Марина Мнишек - страница 166
Ей не повезло не только в русской, но и в польской историографии. Достаточно вспомнить приведенные в книге основанные на солдатских байках обвинения историка середины XVII века Кобержицкого или упреки профессора Александра Гиршберга, обвинявшего дочь Мнишков в безмерной гордыне и честолюбии. Менее заметны на этом фоне попытки действительно разобраться, что же происходило с Мариной Мнишек «от Самбора до Астрахани». Уже говорилось о том, что отец Павел Пирлинг оказался едва ли не единственным, кто увидел в Марине живой человеческий характер, а не средоточие всех пороков. «Надо заметить, – размышлял он, – что история была столь же беспощадна к Марине, как и сама действительность. Как польские, так и русские писатели осыпали ее самыми тяжкими обвинениями. В глазах этих судей детище самборских бернардинцев оказывается существом без стыда и совести. Самый патриотизм Марины подвергается сомнению. Зато ей приписывается необузданное честолюбие, готовое на всевозможные жертвы во имя миража царской власти, предназначенной ее сыну…» Нет, отец Павел Пирлинг вовсе не пытается идеализировать ее: «Говоря по правде, действия Марины свидетельствуют скорее против нее, нежели в ее пользу. Так ясно мы представляем себе эту наездницу в мужском платье, со свитой из лихих казаков. Героиня больших дорог, она бешено скачет, собирая вокруг себя темных искателей приключений…» Но он задает главные вопросы, которые хотелось бы адресовать и читателям этой книги: «Но кто скажет, в какой мере Марина была свободна или, напротив, связана чужой волей в своих поступках? Являлась ли она жертвой собственных страстей или же ее просто подхватил и унес вихрь событий?»[517]

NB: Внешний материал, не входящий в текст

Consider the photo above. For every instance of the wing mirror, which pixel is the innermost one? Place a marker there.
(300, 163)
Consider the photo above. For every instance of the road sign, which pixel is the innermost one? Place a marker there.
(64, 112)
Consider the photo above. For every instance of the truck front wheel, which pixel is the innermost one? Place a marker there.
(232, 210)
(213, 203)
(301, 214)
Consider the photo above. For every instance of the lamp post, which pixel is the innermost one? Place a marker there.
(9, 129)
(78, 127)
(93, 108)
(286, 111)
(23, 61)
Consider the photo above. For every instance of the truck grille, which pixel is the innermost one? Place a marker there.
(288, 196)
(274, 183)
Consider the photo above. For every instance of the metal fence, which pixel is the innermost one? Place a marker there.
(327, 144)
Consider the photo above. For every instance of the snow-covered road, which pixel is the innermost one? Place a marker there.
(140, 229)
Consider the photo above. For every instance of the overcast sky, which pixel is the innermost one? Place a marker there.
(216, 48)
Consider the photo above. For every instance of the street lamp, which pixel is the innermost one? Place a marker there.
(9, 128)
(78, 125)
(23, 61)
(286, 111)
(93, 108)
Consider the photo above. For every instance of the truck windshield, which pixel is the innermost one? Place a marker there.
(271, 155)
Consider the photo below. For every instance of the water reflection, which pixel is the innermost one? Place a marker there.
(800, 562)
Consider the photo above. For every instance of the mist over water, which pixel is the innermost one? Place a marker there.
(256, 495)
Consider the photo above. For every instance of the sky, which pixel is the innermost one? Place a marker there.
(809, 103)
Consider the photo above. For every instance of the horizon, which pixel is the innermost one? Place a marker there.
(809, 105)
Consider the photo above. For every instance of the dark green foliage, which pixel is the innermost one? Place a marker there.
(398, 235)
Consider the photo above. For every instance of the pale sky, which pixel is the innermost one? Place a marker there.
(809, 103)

Вот в чем, наверное, ключ к пониманию судеб «царевича» Дмитрия и Марины Мнишек. Вместе они привнесли в русскую историю совсем другое, страстное, отношение к переживаниям вокруг выбора царских избранниц. Какими пресными на их фоне выглядят все семь знаменитых браков царя Ивана Грозного! Хотя, конечно, как и для многого другого в истории России Нового времени, путь был показан именно этим самодержцем. Вспомним: поведение Федора Писемского, отправленного послом к британской королеве в 1582-1583 годах в связи с предполагаемым сватовством царя к леди Мэри Гастингс, оставило такое же впечатление, как и раболепное по отношению к Марине Мнишек (даже имена невест созвучны!) поведение посла Афанасия Власьева два десятилетия спустя.
Английский купец и дипломат Джером Горсей описывал представление посла Федора Писемского леди Мэри Гастингс: «Посол… поклонился, пал ниц к ее ногам, затем поднялся, отбежал назад, не поворачиваясь спиной, что очень удивило ее и всех ее спутников. Потом он сказал через переводчика, что для него достаточно лишь взглянуть на этого ангела, который, он надеется, станет супругой его господина, он хвалил ее ангельскую наружность, сложение и необыкновенную красоту. Впоследствии ее близкие друзья при дворе прозвали ее царицей Московии». Сам посол Федор Писемский так передавал Ивану Грозному свое впечатление об увиденной им будущей царице: «Ростом высока, тонка, лицом бела, очи серы, волосом руса, нос прям, у рук пальцы тонки и долги» [518]. Да, это, конечно, не сонет Шекспира. Похоже на описание холопа в кабальной записи, но таковы были тогдашние представления русских людей о женской красоте. Они были готовы принять «царицу» или «царевича» из других государств, в которых никогда не бывали их цари. Но не Мэри Гастингс, а Марине Мнишек досталась печальная слава первой коронованной «царицы Московии» из иноземок. И вместе с ее приездом в Москву открылась неготовность москвичей мириться с вторжением чужого, иноземного опыта в уклад частной жизни русских царей, с тем, что иностранная «царица» посмеет остаться самой собой, не станет менять свое европейское платье и вести себя, как все прежние русские государыни.
До Марины Мнишек у женщины на русском троне могла существовать только одна добродетель – рождение наследника престола. Соединить, как это сделала она, освященную высокими религиозными идеалами истовость в движении к своей цели с земными страстями казалось кощунственным. Только католичка из Речи Посполитой смогла показать русскому царскому двору, верящему в колдовские наговоры, как может церемония бракосочетания сочетаться с куртуазностью.